Why do people dump them? Because it costs money to dispose of them properly. The Planet called the transfer station and was cited a $6.75-per-tire fee. Multiply times four for a whole set. Multiply by hundreds or thousands for a dealer who sells new tires, puts them on the rim and gets stuck with the old ones to get rid of. Chairman Rumley speculates that some of these dealers slip a buck or two per tire to people with trucks and no scruples to drive into Dade at midnight and dump them where nobody's looking.

If you see a truck like that, said the county boss: “Jot the tag number down and call the sheriff... Don’t feel bad about turning someone in like that, because it’s the only way to stop it.” The sheriff's number is (423) 657-3233, or just call 911 if you can't remember that.

Another indication of the magnitude of the tire problem, and the fact that it's not just in Dade, is that the EPD has an entire "Tire Management Unit" to deal with it. These Tire Amnesty Days, funded by eco-grants, are one way the EPD copes.

Americans have been driving cars for over 100 years now, tires usually need changing out every couple of years, and that's a lot of tires to get rid of. Tires are a mega-challenge garbage-wise. They're big and bulky and take up a lot of room in landfills, but they're made to withstand the road so they don't decompose very well.

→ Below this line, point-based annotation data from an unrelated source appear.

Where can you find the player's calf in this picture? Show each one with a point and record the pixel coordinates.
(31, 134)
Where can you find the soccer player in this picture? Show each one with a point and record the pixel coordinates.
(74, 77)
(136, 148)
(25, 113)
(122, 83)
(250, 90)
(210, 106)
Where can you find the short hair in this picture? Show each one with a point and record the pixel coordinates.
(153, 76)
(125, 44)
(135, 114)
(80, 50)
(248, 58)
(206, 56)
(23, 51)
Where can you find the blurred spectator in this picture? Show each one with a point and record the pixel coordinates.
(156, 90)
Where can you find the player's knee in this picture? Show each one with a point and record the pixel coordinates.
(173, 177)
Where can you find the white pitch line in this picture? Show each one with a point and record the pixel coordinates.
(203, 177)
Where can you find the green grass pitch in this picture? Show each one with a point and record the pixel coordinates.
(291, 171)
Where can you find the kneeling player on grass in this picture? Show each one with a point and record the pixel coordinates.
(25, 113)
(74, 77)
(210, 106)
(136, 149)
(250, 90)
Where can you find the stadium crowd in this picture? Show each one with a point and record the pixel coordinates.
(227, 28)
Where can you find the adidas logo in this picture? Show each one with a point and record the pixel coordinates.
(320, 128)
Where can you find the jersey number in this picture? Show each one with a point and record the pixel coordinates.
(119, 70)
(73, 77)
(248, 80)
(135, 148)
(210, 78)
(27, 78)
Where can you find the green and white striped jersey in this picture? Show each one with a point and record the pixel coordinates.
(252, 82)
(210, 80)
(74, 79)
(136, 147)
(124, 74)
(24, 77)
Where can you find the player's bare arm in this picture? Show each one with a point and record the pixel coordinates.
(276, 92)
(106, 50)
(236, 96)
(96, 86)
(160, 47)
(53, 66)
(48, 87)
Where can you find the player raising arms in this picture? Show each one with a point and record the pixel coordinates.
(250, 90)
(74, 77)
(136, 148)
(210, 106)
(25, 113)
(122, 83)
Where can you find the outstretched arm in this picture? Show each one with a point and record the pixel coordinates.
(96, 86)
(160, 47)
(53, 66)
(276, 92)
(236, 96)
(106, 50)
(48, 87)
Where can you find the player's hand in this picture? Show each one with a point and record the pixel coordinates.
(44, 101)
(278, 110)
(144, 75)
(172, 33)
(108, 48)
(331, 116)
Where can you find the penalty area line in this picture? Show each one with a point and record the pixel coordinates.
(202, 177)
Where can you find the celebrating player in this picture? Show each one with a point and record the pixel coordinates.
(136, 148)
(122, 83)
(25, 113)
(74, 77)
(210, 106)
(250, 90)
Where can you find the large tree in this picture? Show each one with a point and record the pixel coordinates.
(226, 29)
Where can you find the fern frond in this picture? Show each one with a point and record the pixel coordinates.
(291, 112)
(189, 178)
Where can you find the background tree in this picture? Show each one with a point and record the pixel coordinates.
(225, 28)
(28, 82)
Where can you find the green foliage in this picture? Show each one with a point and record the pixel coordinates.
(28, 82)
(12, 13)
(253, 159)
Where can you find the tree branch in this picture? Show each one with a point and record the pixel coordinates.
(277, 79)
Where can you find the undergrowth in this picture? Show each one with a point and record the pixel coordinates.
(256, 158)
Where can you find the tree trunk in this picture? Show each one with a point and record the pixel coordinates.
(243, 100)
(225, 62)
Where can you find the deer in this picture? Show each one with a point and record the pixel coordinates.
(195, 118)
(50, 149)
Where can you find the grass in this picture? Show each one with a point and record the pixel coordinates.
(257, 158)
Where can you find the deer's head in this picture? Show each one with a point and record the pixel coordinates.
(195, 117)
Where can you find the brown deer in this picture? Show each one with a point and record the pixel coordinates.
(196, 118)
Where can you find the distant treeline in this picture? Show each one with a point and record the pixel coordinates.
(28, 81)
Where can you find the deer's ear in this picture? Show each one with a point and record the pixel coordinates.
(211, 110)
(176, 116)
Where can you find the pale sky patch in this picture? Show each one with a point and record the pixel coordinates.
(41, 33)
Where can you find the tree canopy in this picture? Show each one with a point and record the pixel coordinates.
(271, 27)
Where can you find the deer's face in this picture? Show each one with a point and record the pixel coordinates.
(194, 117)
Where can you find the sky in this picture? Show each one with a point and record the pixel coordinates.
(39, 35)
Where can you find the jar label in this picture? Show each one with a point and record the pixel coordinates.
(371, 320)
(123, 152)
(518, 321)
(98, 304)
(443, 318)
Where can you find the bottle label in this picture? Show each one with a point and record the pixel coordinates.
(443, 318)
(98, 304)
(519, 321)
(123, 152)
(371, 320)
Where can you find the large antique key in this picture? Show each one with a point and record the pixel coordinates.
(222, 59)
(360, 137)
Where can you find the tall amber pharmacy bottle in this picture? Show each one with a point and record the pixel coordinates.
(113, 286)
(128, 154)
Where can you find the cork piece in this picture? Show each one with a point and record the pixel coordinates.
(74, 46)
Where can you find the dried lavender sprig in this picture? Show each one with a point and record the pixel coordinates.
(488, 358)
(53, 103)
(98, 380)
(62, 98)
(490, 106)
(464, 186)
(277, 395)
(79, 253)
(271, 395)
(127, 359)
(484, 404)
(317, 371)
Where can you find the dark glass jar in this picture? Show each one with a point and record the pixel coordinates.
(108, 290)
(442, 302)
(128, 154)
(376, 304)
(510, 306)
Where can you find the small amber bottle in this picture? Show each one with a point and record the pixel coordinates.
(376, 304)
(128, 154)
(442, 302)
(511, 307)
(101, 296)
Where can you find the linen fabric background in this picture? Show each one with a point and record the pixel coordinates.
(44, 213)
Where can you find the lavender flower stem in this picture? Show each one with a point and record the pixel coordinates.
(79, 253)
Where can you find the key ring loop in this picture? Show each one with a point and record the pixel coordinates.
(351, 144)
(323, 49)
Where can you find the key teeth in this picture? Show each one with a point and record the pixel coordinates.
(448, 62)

Furthermore, tires trap methane gas which can make them bubble to the surface like those mini-marshmallows in your hot chocolate, or buried ax murderers in horror movies. This bubble effect can damage landfill liners designed to keep garbage contaminants from leaking into groundwater.

The usual way of making tires go away is to burn them, which by all accounts is a horrible eventuality for human health. Some progress is being made finding uses for recycled tires. They are used in some concrete and asphalt production, or ground up on site to make backfill or cap material for landfills. Here in Dade, at a recent county commission meetings, parks boss Stacy Stephen discussed using rubber mulch made of old tires for the Four Fields playground. But he ruled it out because of cost, and that's where most tire recycling efforts remain today.

Perhaps in the future, recycling will be a more viable option. For now, though, if you're burdened with a landscape littered with old tires gifted to you by illegal dumpers, don't try to understand 'em, just throw and rope and brand 'em. Or anyway round 'em up. Saturday is your chance to get shed of at least 20 of them.


So, as the song, says...

Move 'em on, head 'em up Head 'em up, move 'em on... Cut 'em out, ride 'em in Ride 'em in, cut 'em out!

Keep them old tars rollin' to the dump on Saturday! The Planet will see you there.